EDF chief says no delay to UK nuclear plans
EDF’s chief executive insisted yesterday that the firm’s plans for nuclear power in the UK would not be delayed after the crisis at the earthquake-hit Fukushima plant in Japan.
“[O]ur plans, to be clear, are undimmed because UK needs nuclear. And the question for me is not to make a pause.” Vincent de Rivaz told the Andrew Marr show.
“What we have said through years of debate – and it was a very open debate – is that nuclear is not the single solution, but there is no solution without nuclear.”
EDF owns 14 nuclear reactors in the UK and hopes to bring four more online from 2017.

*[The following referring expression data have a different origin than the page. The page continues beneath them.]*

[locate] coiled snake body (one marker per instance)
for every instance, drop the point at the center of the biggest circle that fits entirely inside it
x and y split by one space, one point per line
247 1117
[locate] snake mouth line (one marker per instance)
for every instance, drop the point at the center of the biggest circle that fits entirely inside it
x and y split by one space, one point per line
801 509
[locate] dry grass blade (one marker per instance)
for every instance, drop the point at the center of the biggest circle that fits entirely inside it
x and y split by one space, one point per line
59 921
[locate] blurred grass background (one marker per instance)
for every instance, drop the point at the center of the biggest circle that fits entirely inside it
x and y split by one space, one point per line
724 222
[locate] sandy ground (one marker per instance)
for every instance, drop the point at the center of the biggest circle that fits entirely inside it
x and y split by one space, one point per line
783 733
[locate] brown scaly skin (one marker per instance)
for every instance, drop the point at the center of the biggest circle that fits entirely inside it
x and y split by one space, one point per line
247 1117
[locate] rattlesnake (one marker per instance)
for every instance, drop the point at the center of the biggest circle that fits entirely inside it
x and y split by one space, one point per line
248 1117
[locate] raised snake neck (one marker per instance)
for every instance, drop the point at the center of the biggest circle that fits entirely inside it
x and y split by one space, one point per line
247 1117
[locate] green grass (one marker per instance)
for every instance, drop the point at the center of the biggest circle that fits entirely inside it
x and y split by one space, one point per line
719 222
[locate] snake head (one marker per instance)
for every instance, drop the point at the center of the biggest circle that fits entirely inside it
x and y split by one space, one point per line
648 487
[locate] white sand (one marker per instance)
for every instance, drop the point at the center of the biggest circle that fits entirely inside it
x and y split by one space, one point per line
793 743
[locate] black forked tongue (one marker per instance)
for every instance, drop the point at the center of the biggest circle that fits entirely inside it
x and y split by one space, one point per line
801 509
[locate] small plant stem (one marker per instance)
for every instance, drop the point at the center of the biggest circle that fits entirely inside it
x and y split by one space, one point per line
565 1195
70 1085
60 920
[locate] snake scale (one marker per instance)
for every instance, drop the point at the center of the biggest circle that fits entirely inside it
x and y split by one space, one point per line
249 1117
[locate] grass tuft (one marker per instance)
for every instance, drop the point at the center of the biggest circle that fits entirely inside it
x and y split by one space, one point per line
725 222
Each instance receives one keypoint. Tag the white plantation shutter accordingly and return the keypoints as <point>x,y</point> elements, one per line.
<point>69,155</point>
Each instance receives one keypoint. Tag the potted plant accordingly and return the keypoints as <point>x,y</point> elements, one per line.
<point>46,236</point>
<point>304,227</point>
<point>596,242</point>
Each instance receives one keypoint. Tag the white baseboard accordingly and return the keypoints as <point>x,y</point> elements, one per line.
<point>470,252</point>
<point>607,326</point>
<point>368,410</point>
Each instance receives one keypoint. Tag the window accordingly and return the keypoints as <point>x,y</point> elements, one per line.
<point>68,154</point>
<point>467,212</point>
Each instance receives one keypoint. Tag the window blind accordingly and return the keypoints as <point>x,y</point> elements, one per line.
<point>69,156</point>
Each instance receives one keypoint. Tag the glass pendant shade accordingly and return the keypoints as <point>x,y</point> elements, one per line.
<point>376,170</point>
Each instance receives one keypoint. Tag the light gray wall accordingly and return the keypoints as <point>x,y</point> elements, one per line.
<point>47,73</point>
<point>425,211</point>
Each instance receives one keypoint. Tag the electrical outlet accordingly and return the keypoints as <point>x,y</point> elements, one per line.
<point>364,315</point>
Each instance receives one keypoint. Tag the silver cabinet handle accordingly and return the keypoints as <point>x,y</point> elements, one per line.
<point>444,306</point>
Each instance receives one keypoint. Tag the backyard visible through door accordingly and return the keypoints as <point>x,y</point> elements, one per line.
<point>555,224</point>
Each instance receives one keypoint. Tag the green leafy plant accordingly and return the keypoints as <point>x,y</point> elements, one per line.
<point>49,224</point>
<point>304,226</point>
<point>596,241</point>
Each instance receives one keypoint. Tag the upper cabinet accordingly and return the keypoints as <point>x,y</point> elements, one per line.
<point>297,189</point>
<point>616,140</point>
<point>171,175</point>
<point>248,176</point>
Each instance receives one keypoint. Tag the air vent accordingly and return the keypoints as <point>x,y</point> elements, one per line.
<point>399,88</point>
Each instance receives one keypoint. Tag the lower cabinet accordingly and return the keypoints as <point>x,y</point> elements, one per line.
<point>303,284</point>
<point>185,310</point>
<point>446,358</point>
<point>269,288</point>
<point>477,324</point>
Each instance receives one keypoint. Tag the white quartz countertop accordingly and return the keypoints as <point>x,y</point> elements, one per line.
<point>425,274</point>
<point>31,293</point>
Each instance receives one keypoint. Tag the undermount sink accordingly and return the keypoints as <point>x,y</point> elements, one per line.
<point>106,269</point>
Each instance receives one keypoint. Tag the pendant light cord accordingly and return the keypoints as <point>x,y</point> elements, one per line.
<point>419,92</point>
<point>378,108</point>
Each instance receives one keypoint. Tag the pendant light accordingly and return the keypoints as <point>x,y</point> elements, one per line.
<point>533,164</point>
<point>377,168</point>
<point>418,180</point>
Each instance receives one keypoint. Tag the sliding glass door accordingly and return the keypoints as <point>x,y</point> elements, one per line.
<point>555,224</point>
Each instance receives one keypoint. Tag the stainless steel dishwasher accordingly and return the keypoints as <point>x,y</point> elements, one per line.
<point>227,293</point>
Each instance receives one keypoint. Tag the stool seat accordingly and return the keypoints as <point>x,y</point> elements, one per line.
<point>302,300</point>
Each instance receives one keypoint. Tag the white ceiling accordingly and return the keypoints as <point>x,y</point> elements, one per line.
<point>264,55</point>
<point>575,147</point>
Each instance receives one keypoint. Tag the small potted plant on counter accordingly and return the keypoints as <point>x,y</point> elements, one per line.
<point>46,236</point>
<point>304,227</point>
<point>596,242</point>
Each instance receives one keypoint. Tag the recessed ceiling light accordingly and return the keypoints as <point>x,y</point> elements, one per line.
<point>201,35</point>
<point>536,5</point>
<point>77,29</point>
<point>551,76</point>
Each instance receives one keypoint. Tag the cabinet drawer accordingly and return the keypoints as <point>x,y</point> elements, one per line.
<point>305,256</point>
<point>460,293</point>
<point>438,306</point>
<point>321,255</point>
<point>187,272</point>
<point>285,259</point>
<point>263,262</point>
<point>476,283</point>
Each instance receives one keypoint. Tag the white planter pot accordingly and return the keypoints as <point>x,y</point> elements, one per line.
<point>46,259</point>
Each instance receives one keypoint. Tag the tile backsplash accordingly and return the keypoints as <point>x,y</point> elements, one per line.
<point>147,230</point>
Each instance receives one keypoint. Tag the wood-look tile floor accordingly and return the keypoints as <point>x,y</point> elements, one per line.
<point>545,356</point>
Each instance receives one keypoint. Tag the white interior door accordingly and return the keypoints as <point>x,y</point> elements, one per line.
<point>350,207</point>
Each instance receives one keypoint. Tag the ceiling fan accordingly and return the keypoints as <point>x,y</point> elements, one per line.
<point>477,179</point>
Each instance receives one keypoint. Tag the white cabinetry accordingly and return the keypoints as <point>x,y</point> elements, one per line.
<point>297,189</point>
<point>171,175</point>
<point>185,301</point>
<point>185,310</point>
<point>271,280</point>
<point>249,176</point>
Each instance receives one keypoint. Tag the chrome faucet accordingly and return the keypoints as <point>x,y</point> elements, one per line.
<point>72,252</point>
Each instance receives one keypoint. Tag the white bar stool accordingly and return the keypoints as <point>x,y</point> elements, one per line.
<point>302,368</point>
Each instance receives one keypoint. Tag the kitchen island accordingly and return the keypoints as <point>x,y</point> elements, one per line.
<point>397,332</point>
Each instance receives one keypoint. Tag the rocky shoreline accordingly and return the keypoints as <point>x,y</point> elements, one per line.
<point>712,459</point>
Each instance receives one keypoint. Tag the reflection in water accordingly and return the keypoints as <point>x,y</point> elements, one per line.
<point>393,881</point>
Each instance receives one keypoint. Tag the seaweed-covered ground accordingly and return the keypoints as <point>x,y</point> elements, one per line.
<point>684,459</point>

However, energy secretary Chris Huhne reiterated that nuclear power could become more difficult to fund in the UK in the wake of the crisis in Japan.
In Japan, white smoke was still escaping from reactor 3 at the Fukushima Daiichi nuclear plant, and the International Atomic Energy Agency said the situation remains very serious.
Workers successfully linked several reactors to power cables last night, raising hopes that the internal cooling systems can be brought back into use.
More than 21,000 people are now officially dead or missing, and fears of contamination grew after the authorities found higher than normal radioactivity in raw milk and spinach plants in the Fukushima area.